Plus nuancée, la cour d’appel d’Angers, par
un arrêt rendu contre la société Finamo
(Système U), le 29 mai 2007, a jugé que le
ministre pouvait solliciter la nullité des
clauses illicites et la répétition de l’indu en
l’absence des fournisseurs à la procédure.
Les demandes de cessation des pratiques
et de prononcé d’une amende civile ont en
revanche été jugées conformes à
l’article 6 § 1 de la CEDHLF comme
moyens de rétablir l’ordre public économique
troublé.
Le ministre a formé un pourvoi contre ces
deux arrêts, la Cour de cassation s’étant
prononcée par son arrêt du 8 juillet 2008
sur le premier.
Par un arrêt du 10 juin 2008, la cour d’appel
d’Angers a confirmé la position qu’elle avait
prise dans l’affaire Finamo actuellement
pendante devant la Cour de cassation. Elle
a ainsi estimé que le ministre disposait d’un
pouvoir propre pour exercer son action de
substitution à la victime. Ainsi, le fait de
solliciter la répétition de l’indu en l’absence
des fournisseurs à la procédure viole le droit
de ceux-ci garanti par l’article 6 § 1 de la
CEDHLF (droit de ne pas faire valoir leur
cause devant un tribunal). Le droit du
distributeur à un procès équitable serait
également violé s’il était fait droit à la
demande de répétition de l’indu du ministre.

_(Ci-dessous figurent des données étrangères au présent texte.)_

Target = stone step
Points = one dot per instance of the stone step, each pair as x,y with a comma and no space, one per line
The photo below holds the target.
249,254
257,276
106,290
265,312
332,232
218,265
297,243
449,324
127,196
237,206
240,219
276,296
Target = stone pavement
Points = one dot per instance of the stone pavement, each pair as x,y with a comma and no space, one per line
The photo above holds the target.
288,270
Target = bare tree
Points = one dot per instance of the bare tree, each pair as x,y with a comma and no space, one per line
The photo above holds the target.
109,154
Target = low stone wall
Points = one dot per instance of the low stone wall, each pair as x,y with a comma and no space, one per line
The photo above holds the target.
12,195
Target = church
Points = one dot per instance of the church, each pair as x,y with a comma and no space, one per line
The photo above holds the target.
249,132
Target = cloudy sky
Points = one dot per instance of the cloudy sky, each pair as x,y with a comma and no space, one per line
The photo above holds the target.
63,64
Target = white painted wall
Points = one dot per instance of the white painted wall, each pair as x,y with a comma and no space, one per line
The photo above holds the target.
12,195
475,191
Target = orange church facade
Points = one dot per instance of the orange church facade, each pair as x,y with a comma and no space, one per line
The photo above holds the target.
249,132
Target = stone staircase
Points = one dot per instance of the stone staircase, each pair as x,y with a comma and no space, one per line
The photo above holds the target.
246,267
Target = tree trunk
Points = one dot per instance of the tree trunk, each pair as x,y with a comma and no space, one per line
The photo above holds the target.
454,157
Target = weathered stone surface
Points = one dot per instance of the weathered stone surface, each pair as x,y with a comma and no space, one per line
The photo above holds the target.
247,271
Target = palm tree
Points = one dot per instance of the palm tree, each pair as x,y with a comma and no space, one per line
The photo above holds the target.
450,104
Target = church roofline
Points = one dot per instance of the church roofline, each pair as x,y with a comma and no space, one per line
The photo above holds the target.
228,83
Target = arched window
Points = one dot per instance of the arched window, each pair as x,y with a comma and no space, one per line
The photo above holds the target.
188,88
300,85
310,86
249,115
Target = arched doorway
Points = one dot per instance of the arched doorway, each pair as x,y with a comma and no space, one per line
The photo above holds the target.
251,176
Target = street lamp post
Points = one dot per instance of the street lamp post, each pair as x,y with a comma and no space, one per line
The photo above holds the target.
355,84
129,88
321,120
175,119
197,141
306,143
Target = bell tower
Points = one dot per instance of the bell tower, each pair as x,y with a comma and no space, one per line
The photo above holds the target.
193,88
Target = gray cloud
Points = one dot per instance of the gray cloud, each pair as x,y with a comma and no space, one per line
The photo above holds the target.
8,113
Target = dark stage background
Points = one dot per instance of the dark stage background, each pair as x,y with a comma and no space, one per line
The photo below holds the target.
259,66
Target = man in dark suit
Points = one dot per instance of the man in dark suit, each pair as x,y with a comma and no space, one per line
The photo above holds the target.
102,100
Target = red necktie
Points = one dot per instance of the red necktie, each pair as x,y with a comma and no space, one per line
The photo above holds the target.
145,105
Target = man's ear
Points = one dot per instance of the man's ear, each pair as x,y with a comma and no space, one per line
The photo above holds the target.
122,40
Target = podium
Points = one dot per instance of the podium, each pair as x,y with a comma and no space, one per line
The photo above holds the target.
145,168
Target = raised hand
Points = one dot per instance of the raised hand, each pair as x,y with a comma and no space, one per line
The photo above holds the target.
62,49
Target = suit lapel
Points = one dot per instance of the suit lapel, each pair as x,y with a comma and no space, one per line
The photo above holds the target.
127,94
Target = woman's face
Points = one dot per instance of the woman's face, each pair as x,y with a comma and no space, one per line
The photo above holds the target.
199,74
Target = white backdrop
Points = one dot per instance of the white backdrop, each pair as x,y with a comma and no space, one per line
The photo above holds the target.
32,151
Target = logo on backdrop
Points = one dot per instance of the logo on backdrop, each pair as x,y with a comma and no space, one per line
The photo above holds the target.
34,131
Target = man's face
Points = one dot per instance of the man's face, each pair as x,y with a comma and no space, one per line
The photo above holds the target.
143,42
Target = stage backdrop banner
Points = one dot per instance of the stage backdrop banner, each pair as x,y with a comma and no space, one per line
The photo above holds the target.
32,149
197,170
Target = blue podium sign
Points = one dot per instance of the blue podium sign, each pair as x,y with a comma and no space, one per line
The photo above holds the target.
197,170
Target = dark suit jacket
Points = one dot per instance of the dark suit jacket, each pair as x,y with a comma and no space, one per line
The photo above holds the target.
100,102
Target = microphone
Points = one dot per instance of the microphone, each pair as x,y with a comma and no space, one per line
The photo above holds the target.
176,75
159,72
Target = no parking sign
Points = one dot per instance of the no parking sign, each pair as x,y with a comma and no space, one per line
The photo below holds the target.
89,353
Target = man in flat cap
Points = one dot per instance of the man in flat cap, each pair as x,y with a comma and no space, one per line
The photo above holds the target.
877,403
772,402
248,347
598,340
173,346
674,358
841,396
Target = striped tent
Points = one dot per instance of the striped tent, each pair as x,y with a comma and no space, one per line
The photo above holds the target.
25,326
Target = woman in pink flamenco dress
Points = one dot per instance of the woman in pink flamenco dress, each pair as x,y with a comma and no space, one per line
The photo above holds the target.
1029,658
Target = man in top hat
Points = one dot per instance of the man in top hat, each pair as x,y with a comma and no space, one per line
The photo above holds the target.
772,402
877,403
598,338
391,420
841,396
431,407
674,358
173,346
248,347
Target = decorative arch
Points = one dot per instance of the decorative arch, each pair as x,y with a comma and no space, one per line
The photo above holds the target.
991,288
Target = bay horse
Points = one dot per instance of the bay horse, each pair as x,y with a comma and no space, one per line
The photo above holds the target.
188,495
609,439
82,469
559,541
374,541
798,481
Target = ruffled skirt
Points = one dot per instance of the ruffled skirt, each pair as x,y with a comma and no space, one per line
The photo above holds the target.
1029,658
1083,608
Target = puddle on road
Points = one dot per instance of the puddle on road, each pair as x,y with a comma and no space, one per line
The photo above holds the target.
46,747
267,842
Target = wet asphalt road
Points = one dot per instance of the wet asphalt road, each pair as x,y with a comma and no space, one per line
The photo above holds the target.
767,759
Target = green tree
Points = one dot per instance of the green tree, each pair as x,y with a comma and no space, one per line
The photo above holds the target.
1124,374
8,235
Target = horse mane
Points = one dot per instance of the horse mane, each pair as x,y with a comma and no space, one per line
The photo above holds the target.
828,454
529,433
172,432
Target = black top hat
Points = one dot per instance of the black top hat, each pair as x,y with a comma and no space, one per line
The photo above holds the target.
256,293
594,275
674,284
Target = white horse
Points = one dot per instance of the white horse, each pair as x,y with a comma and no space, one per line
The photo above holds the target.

La demande de cessation des pratiques et
celle visant au prononcé d’une amende
civile ont en revanche été jugées recevables
par la cour.
Par la suite, la cour d’appel de Versailles a
rendu deux arrêts (Ministre c/ Covadis et
Ministre c/ Genedis, 21 février 2008) par
lesquels elle a jugé que les demandes en
nullité des contrats illicites et en répétition
de l’indu étaient irrecevables du fait de leur
contrariété avec l’article 6 § 1 de la
CEDHLF. En revanche, la demande de
prononcé d’une amende civile a été jugée
recevable. Ces deux arrêts marquaient donc
un infléchissement de la position prise par
la même cour dans l’affaire Galec qui a
donné lieu à l’arrêt de la Cour de cassation
du 8 juillet 2008. Ils sont désormais
définitifs.
Enfin, la cour d’appel de Grenoble, dans
son arrêt Ministre c/ Baguyled rendu le
6 mars 2008, a observé que le ministre
exerçait un pouvoir propre mais que
néanmoins, il mettait nécessairement en
œuvre les droits privés des victimes pour
rétablir celles-ci dans leurs droits
patrimoniaux même si c’était dans un but
de défense de l’ordre public économique.
En l’absence de ces victimes à la
procédure, celles-ci subissent une atteinte
à leur droit de disposer librement de leurs
droits individuels et le fournisseur est lui
aussi privé de son droit à un procès
équitable. Le ministre ne pouvait donc
demander l’annulation des contrats de
coopération commerciale illicites en
l’absence des fournisseurs concernés à la
procédure et cette nullité constituant un
préalable à l’examen des demandes de
cessation des pratiques, de prononcé de
la répétition de l’indu et d’une amende civile,
ces dernières demandes étaient aussi
irrecevables.
Pour intéressantes qu’elles soient sur le
plan du raisonnement juridique, ces
décisions n’en étaient pas moins gênantes
du fait que dans plusieurs affaires récentes
initiées par le ministre, le montant des
sommes dont la répétition était demandée
dépassait largement le plafond de l’amende
civile dont le ministre peut solliciter le
prononcé (celui-ci étant fixé à deux millions
d’euros avant que la loi de modernisation
de l’économie du 4 août 2008 ne permette
au juge de la prononcer à hauteur du triple
du montant de l’indu). Ainsi, la menace
d’une répétition de l’indu très lourde était
plus dissuasive pour les distributeurs que
celle de se voir infliger une amende civile
qui dans les faits, n’a jamais dépassé les
500.000 euros et ce, dans des affaires
concernant des centrales nationales
françaises de la distribution généraliste.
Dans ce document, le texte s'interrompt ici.